Hasta aquí todo perfecto pensaréis.
Voy al grano. Los dos trabajamos y desde que tenemos el bebé mi suegra nos echa una mano en casa y con el niño, yo encantada de verdad, es algo que siempre le agradeceré. El problema viene porque ando notando que me faltan prendas de lencería, tangas, bodys… todo nuevo con etiquetas si haberlo estrenado.
Pues el otro día estando de visita en casa de mi cuñada veo que tiene en el tendedero de la terraza dos tangas y un sujetador iguales a los que me habían desaparecido. Como ella es conocedora de mi debilidad por la ropa interior no se extrañó cuando le pregunté donde los había comprado ya que me parecían muy bonitos y cual es mi sorpresa que me dice que se los a regalado su madre.
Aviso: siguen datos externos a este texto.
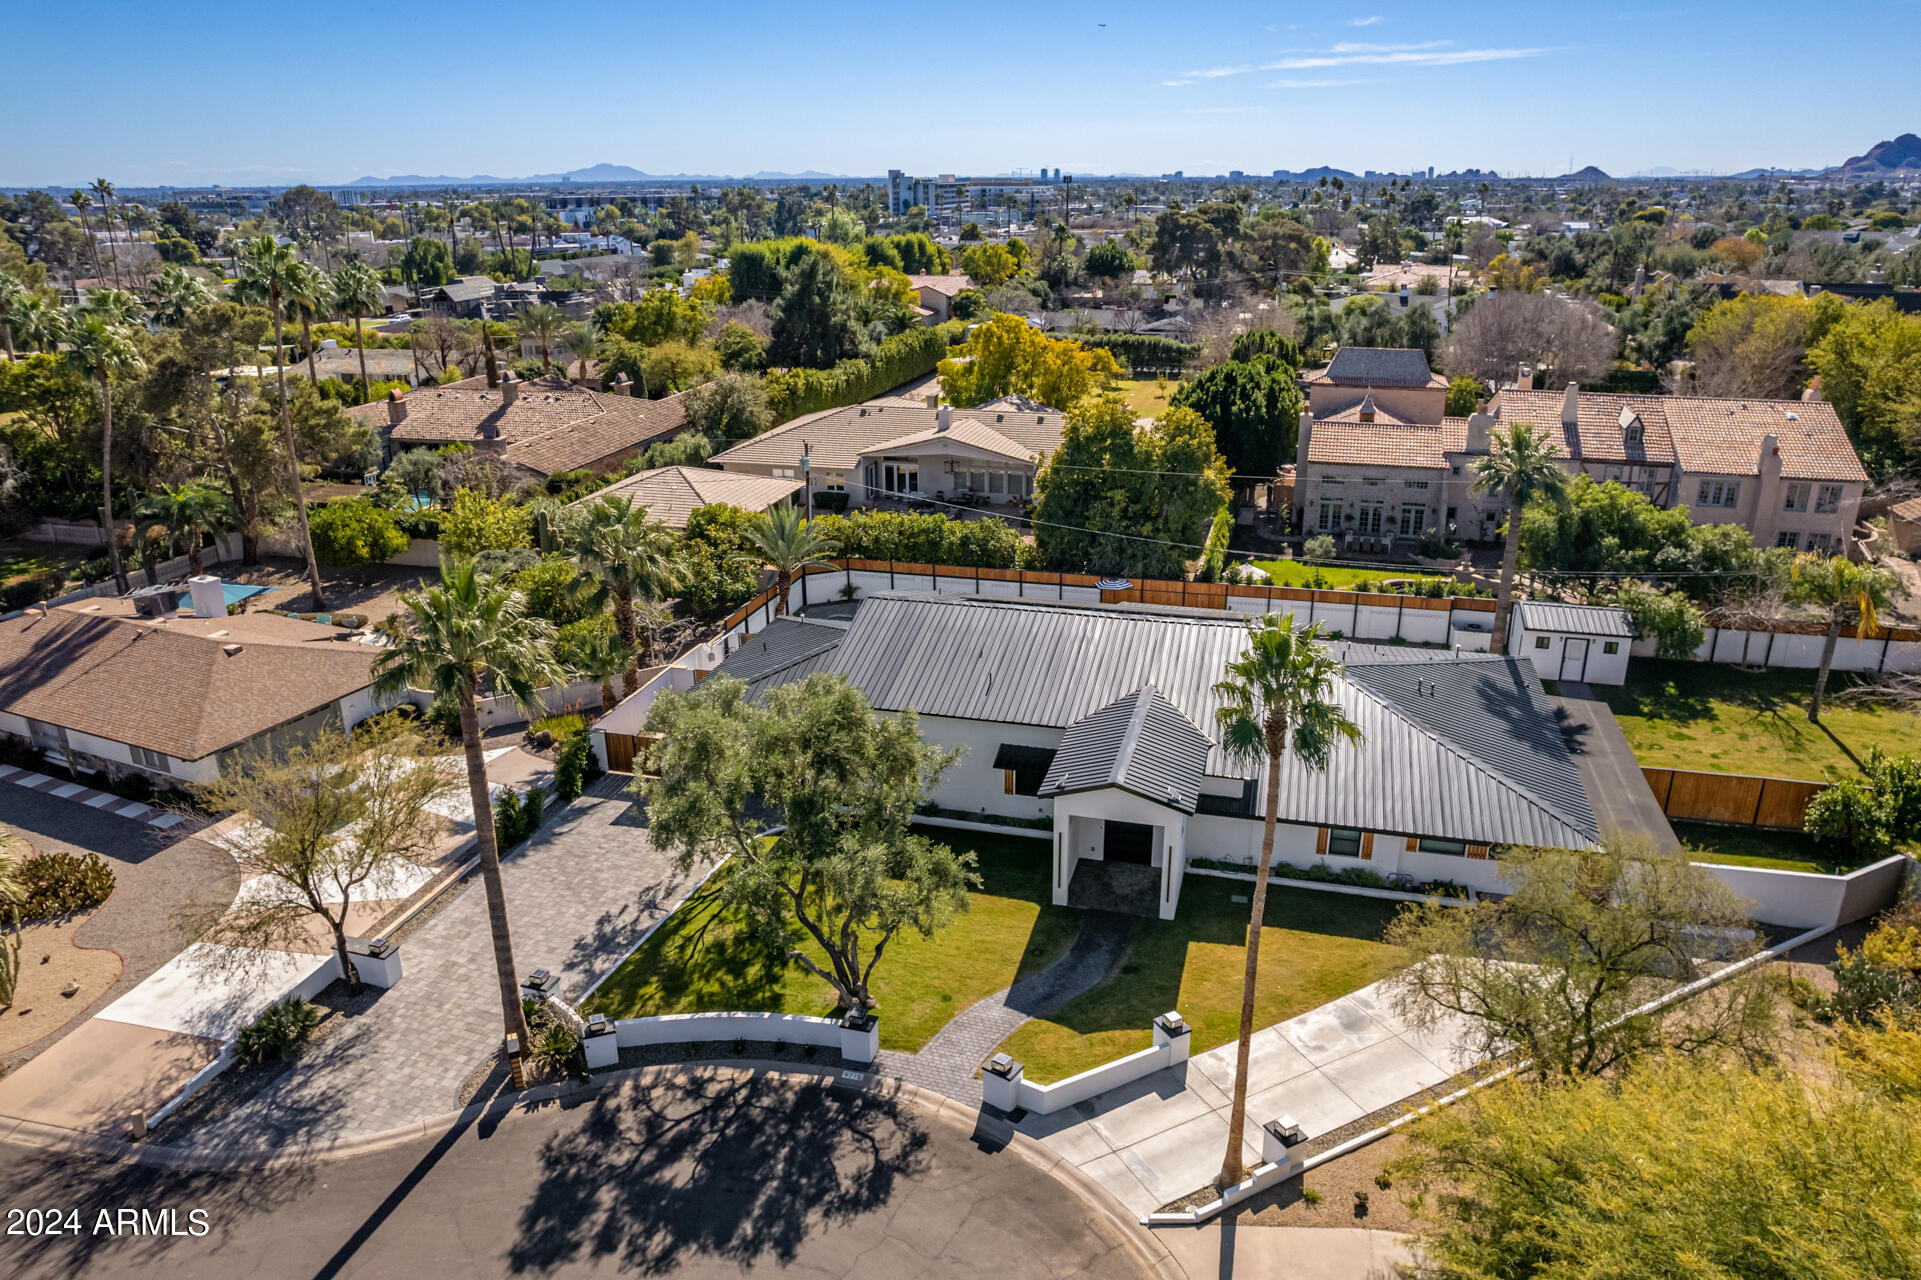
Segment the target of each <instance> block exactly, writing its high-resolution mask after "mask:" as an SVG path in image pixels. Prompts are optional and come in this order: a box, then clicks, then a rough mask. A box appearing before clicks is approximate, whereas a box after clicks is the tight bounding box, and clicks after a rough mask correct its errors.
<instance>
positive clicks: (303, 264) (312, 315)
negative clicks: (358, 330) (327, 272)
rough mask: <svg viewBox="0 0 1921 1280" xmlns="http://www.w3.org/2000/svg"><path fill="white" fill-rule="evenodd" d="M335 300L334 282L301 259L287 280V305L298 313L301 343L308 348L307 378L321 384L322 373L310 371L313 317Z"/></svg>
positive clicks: (307, 358)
Os podéis imaginar mi cara, logro disimular porque prefiero comentárselo primero a mi marido. Y su solución es que pongamos cerradura a nuestra habitación.

No estoy de acuerdo, le he dicho que hable con su madre y le diga que no pasa nada pero que no lo vuelva hacer, pero se niega, dice que se va a enfadar y va a dejar de venir y claro nos hace falta para cuidar al niño. Me dan ganas de hablarlo yo con ella, pero me lo ha prohibido mi marido y que tampoco se me ocurra decirle nada a su hermana.
El dinero que me ha costado de verdad que no me importa es el hecho que me esté robando y por lo que veo voy a tener que seguir aguantándolo.